Entscheidungsstichwort (Thema)
Weiterbeschäftigungsanspruch des Arbeitnehmers nach Ablauf der Kündigungsfrist gem. § 102 Abs. 5 BetrVG. Anhörung des Betriebsrats vor einer Kündigung. Anforderungen an einen ordnungsgemäßen Widerspruch des Betriebsrats gegen eine Kündigung. Das Widerspruchsrecht des Betriebsrats nach § 102 Abs. 3 Nr. 4 BetrVG
Leitsatz (redaktionell)
1. Gemäß § 102 Abs. 5 Satz 1 BetrVG muss der Arbeitgeber auf Verlangen des Arbeitnehmers diesen nach Ablauf der Kündigungsfrist bis zum rechtskräftigen Abschluss des Rechtsstreits zu unveränderten Arbeitsbedingungen weiterbeschäftigen, wenn der Betriebsrat einer ordentlichen Kündigung nach § 102 Abs. 3 BetrVG frist- und ordnungsgemäß widersprochen und der Arbeitnehmer nach dem Kündigungsschutzgesetz Klage auf Feststellung erhoben hat, dass das Arbeitsverhältnis durch die Kündigung nicht aufgelöst ist.
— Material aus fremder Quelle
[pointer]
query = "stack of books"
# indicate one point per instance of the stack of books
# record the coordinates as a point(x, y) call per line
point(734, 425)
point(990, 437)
2. Sinn und Zweck der Anhörung des Betriebsrats gemäß § 102 BetrVG ist nicht die selbständige - objektive - Überprüfung der rechtlichen Wirksamkeit der beabsichtigten Kündigung, sondern die Anhörung soll ggf. eine Einflussnahme auf die Willensbildung des Arbeitgebers ermöglichen (vgl. BAG 16. Juli 2015 - 2 AZR 15/15 - BAGE 152, 118-126 - Rn. 14). - Hieraus folgt im Übrigen auch, dass der Inhalt der Unterrichtung grundsätzlich subjektiv determiniert ist, der Arbeitgeber muss dem Betriebsrat die Umstände mitteilen, die seinen Kündigungsentschluss tatsächlich bestimmt haben.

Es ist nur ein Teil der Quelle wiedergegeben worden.